A reread of my fraternity brother David Potts’s [’60] book, Wesleyan University, 1831-1910: Collegiate Enterprise in New England, ought to yield a very different judgment about college and church than in that President’s Letter. Indeed, in my own scholarship, Methodism and Wesleyan loom large in American history and—check my 25 books on Methodism and denominationalism—David Potts actually understates Wesleyan’s importance nationally.

By mid-century, Methodism had become the largest Protestant denomination and played decisive roles on various fronts in the events leading up to the Civil War, in the war efforts by both men and women, and in Reconstruction. Until the very late 19th century, Wesleyan was Methodism’s national university, its Oxford or Cambridge. Its graduates helped the church commit to founding an impressive array of colleges, named above. The college list is immense.

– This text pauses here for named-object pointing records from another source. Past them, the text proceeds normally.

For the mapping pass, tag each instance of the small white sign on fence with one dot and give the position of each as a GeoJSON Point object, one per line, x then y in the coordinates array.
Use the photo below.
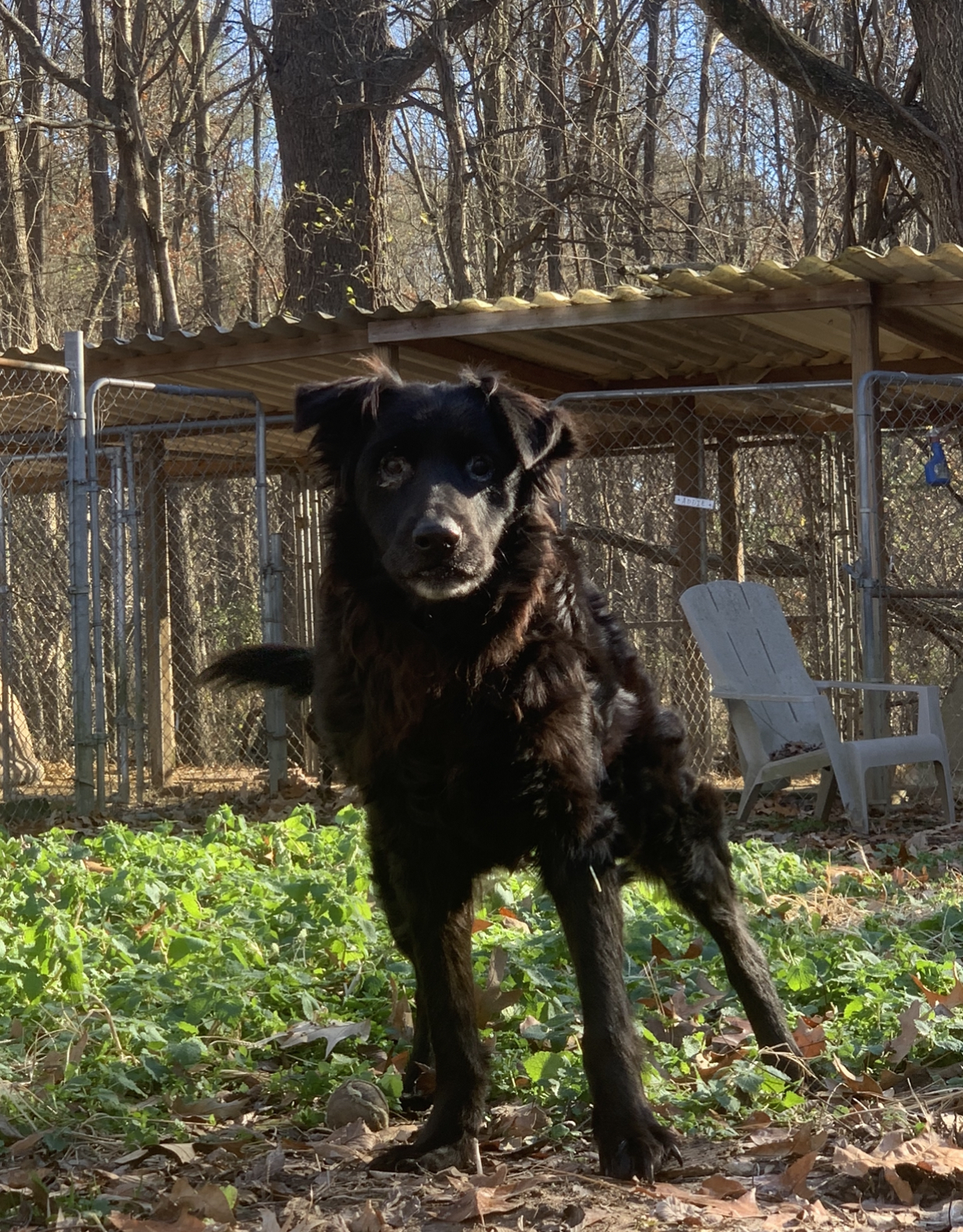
{"type": "Point", "coordinates": [695, 502]}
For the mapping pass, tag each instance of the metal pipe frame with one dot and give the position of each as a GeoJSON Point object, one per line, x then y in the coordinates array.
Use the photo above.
{"type": "Point", "coordinates": [119, 626]}
{"type": "Point", "coordinates": [5, 614]}
{"type": "Point", "coordinates": [79, 556]}
{"type": "Point", "coordinates": [270, 569]}
{"type": "Point", "coordinates": [872, 581]}
{"type": "Point", "coordinates": [129, 516]}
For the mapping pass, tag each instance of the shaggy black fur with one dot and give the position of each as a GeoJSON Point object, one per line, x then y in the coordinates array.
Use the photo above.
{"type": "Point", "coordinates": [469, 680]}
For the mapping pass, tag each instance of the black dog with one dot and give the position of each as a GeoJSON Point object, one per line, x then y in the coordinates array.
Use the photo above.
{"type": "Point", "coordinates": [469, 680]}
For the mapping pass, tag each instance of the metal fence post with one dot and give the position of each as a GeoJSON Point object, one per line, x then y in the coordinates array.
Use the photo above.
{"type": "Point", "coordinates": [274, 626]}
{"type": "Point", "coordinates": [119, 626]}
{"type": "Point", "coordinates": [871, 566]}
{"type": "Point", "coordinates": [6, 720]}
{"type": "Point", "coordinates": [96, 617]}
{"type": "Point", "coordinates": [269, 551]}
{"type": "Point", "coordinates": [137, 638]}
{"type": "Point", "coordinates": [79, 588]}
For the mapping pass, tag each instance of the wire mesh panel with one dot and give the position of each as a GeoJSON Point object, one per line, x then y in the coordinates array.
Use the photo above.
{"type": "Point", "coordinates": [36, 709]}
{"type": "Point", "coordinates": [919, 435]}
{"type": "Point", "coordinates": [180, 579]}
{"type": "Point", "coordinates": [755, 485]}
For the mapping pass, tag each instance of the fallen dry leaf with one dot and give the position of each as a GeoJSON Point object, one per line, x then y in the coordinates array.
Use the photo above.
{"type": "Point", "coordinates": [185, 1223]}
{"type": "Point", "coordinates": [521, 1121]}
{"type": "Point", "coordinates": [952, 999]}
{"type": "Point", "coordinates": [743, 1206]}
{"type": "Point", "coordinates": [25, 1144]}
{"type": "Point", "coordinates": [368, 1220]}
{"type": "Point", "coordinates": [477, 1203]}
{"type": "Point", "coordinates": [299, 1034]}
{"type": "Point", "coordinates": [219, 1109]}
{"type": "Point", "coordinates": [864, 1085]}
{"type": "Point", "coordinates": [661, 951]}
{"type": "Point", "coordinates": [908, 1030]}
{"type": "Point", "coordinates": [722, 1187]}
{"type": "Point", "coordinates": [810, 1037]}
{"type": "Point", "coordinates": [927, 1152]}
{"type": "Point", "coordinates": [770, 1144]}
{"type": "Point", "coordinates": [900, 1188]}
{"type": "Point", "coordinates": [793, 1179]}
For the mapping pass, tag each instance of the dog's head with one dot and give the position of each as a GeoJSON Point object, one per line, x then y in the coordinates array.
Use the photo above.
{"type": "Point", "coordinates": [437, 472]}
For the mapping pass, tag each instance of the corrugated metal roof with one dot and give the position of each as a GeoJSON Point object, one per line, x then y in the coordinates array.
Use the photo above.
{"type": "Point", "coordinates": [724, 326]}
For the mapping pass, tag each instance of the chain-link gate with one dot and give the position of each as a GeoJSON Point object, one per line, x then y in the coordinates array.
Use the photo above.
{"type": "Point", "coordinates": [751, 483]}
{"type": "Point", "coordinates": [912, 430]}
{"type": "Point", "coordinates": [36, 661]}
{"type": "Point", "coordinates": [188, 564]}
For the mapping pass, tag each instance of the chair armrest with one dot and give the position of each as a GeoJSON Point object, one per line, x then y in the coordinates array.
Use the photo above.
{"type": "Point", "coordinates": [867, 685]}
{"type": "Point", "coordinates": [733, 695]}
{"type": "Point", "coordinates": [929, 721]}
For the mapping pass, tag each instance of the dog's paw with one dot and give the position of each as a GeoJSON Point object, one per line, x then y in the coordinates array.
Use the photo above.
{"type": "Point", "coordinates": [462, 1154]}
{"type": "Point", "coordinates": [416, 1100]}
{"type": "Point", "coordinates": [640, 1154]}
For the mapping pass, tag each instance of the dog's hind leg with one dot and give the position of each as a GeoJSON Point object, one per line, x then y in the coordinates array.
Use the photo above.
{"type": "Point", "coordinates": [630, 1141]}
{"type": "Point", "coordinates": [441, 944]}
{"type": "Point", "coordinates": [691, 857]}
{"type": "Point", "coordinates": [420, 1058]}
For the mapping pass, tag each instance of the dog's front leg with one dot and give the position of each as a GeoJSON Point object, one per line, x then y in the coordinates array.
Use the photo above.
{"type": "Point", "coordinates": [630, 1141]}
{"type": "Point", "coordinates": [441, 943]}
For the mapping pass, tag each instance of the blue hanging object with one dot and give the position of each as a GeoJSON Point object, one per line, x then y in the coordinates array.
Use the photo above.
{"type": "Point", "coordinates": [936, 468]}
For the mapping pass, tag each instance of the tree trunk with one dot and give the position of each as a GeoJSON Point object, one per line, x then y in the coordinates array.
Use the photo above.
{"type": "Point", "coordinates": [21, 328]}
{"type": "Point", "coordinates": [330, 137]}
{"type": "Point", "coordinates": [35, 165]}
{"type": "Point", "coordinates": [643, 242]}
{"type": "Point", "coordinates": [254, 274]}
{"type": "Point", "coordinates": [106, 219]}
{"type": "Point", "coordinates": [552, 106]}
{"type": "Point", "coordinates": [207, 230]}
{"type": "Point", "coordinates": [696, 205]}
{"type": "Point", "coordinates": [457, 169]}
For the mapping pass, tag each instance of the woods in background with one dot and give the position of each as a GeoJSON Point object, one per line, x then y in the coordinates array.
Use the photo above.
{"type": "Point", "coordinates": [170, 164]}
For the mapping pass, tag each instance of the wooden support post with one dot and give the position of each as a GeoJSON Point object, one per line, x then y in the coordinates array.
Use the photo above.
{"type": "Point", "coordinates": [733, 564]}
{"type": "Point", "coordinates": [157, 611]}
{"type": "Point", "coordinates": [865, 355]}
{"type": "Point", "coordinates": [693, 692]}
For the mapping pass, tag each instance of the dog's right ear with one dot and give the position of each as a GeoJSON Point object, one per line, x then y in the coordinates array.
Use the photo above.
{"type": "Point", "coordinates": [341, 414]}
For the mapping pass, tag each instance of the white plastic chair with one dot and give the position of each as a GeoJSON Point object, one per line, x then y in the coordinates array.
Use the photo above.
{"type": "Point", "coordinates": [774, 704]}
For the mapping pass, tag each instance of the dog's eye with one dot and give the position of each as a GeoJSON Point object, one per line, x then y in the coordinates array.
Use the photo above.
{"type": "Point", "coordinates": [393, 470]}
{"type": "Point", "coordinates": [481, 468]}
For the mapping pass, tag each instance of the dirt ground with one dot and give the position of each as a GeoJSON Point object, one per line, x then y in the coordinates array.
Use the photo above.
{"type": "Point", "coordinates": [841, 1165]}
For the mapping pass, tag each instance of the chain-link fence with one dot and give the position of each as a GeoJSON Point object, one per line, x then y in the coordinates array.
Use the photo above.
{"type": "Point", "coordinates": [36, 694]}
{"type": "Point", "coordinates": [154, 527]}
{"type": "Point", "coordinates": [684, 485]}
{"type": "Point", "coordinates": [188, 566]}
{"type": "Point", "coordinates": [914, 564]}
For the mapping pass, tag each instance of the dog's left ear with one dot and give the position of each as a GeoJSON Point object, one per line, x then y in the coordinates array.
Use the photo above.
{"type": "Point", "coordinates": [542, 434]}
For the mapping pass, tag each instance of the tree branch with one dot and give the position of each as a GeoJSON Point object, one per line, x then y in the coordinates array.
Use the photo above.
{"type": "Point", "coordinates": [402, 67]}
{"type": "Point", "coordinates": [833, 89]}
{"type": "Point", "coordinates": [31, 46]}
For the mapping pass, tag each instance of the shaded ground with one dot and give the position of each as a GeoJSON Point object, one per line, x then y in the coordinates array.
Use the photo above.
{"type": "Point", "coordinates": [877, 1152]}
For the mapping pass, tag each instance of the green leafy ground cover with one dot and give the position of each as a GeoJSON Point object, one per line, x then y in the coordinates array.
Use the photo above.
{"type": "Point", "coordinates": [140, 972]}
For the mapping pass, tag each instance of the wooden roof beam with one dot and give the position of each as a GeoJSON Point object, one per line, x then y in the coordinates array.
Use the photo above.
{"type": "Point", "coordinates": [923, 333]}
{"type": "Point", "coordinates": [526, 371]}
{"type": "Point", "coordinates": [454, 324]}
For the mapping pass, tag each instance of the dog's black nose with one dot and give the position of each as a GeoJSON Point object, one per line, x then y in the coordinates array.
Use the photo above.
{"type": "Point", "coordinates": [437, 535]}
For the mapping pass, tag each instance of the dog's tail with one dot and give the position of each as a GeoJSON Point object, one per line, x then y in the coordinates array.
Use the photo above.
{"type": "Point", "coordinates": [272, 667]}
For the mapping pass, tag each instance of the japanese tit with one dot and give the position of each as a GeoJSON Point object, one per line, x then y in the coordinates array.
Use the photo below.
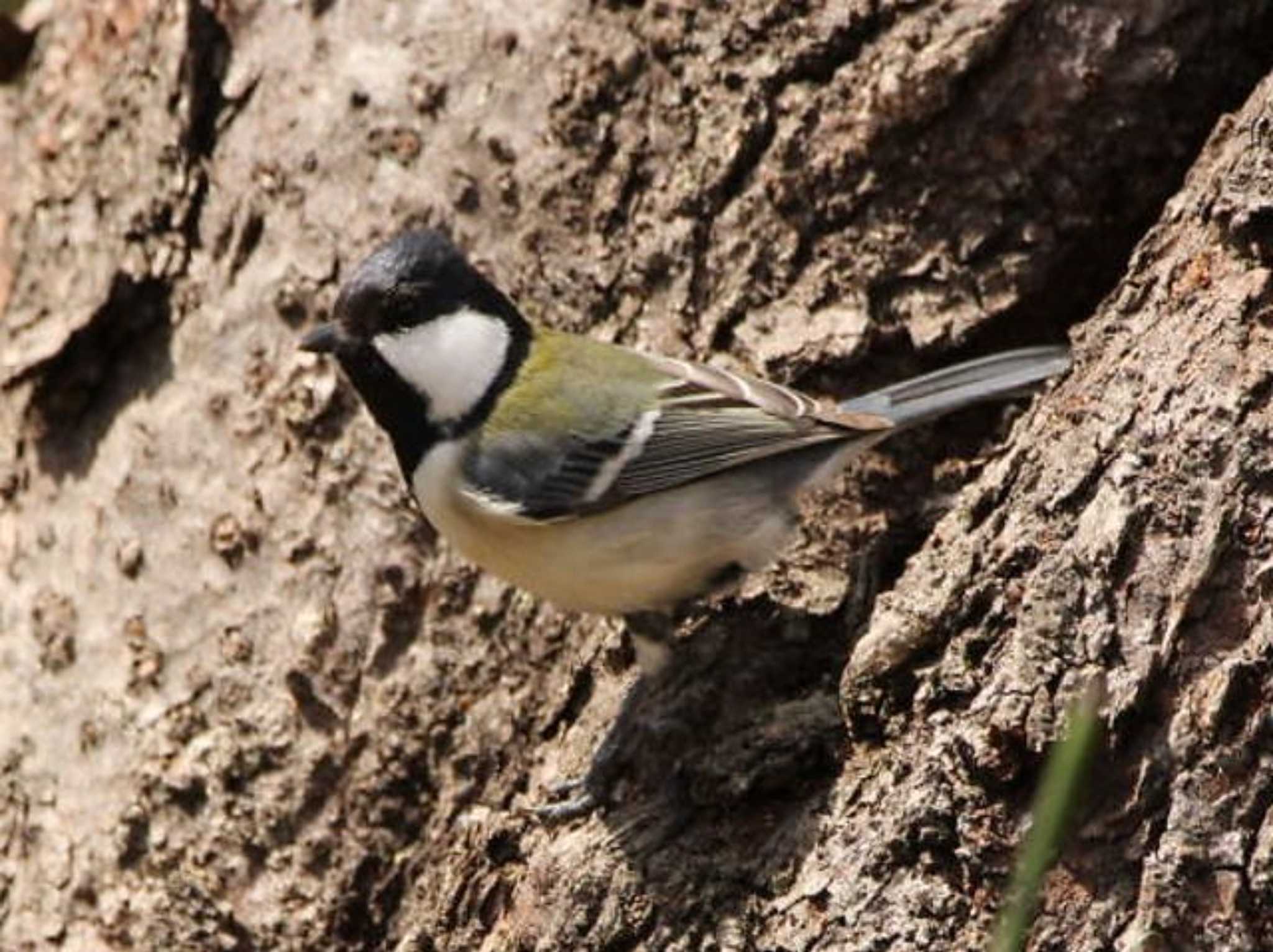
{"type": "Point", "coordinates": [600, 478]}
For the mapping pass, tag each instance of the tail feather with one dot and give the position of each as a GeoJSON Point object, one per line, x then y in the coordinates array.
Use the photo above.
{"type": "Point", "coordinates": [934, 395]}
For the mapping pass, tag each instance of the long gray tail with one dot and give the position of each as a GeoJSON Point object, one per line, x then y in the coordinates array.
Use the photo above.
{"type": "Point", "coordinates": [995, 377]}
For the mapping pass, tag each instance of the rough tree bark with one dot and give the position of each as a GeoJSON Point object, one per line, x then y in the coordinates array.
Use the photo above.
{"type": "Point", "coordinates": [249, 700]}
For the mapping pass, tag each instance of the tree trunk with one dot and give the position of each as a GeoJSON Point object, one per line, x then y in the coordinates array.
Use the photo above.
{"type": "Point", "coordinates": [249, 700]}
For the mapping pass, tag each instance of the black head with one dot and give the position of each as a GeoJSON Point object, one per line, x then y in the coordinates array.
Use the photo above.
{"type": "Point", "coordinates": [426, 339]}
{"type": "Point", "coordinates": [411, 279]}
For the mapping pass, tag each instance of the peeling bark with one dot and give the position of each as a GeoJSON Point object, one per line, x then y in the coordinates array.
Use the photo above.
{"type": "Point", "coordinates": [249, 700]}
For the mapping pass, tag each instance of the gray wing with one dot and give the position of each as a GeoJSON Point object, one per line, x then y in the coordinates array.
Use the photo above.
{"type": "Point", "coordinates": [701, 421]}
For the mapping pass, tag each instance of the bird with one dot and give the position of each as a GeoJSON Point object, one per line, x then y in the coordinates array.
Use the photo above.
{"type": "Point", "coordinates": [600, 478]}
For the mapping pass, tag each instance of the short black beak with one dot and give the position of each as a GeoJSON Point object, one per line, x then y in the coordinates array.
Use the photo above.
{"type": "Point", "coordinates": [323, 339]}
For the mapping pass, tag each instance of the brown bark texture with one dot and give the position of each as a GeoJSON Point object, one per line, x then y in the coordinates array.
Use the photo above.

Why the efforts by Methodists? Because with very few exceptions state schools functioned as Presbyterian/Congregational institutions as did their own schools. Both state and other denominational schools sought to woo Methodist enrollees into their camp. (For vivid depiction of the threat, see the case the schools’ president made for Wesleyan in his publications (The Works of Stephen Olin, 2: 242-45, 249, 251). By contrast, opening their universities, colleges, and schools to others—other Protestants to be sure—Wesleyan’s founders and counterparts offered educational resources and instruction that served the common good.

To be sure, Wesleyan equipped the denominational leadership, but they, in turn, played important roles in shaping and encouraging their membership in the urban and small-town churches that Methodism spread across the continent. Far more influential than clergy today, Wesleyan grads headed the church’s publishing empire which produced a huge array of books, periodicals, and weeklies. Methodism’s Christian Advocate (1826–) gained the widest readership of any serial in 19th-century America. That weekly—filled with news religious, societal, and general, and staffed by Wesleyan and its educational offspring—kept readers across the continent up to date on matters of national interest and importance. The Methodist Review (1818–), of which I am now editor, served a readership typified by Wesleyan’s graduates.

So, on behalf of others in my class who entered when Wesleyan still required chapel attendance (including my Jewish roommate), I’d urge you to reclaim memories of our school’s efforts from the start to be “first-rate,” to staff itself with faculty who wrote and taught, and to empower its students to lead our society and nation on various fronts.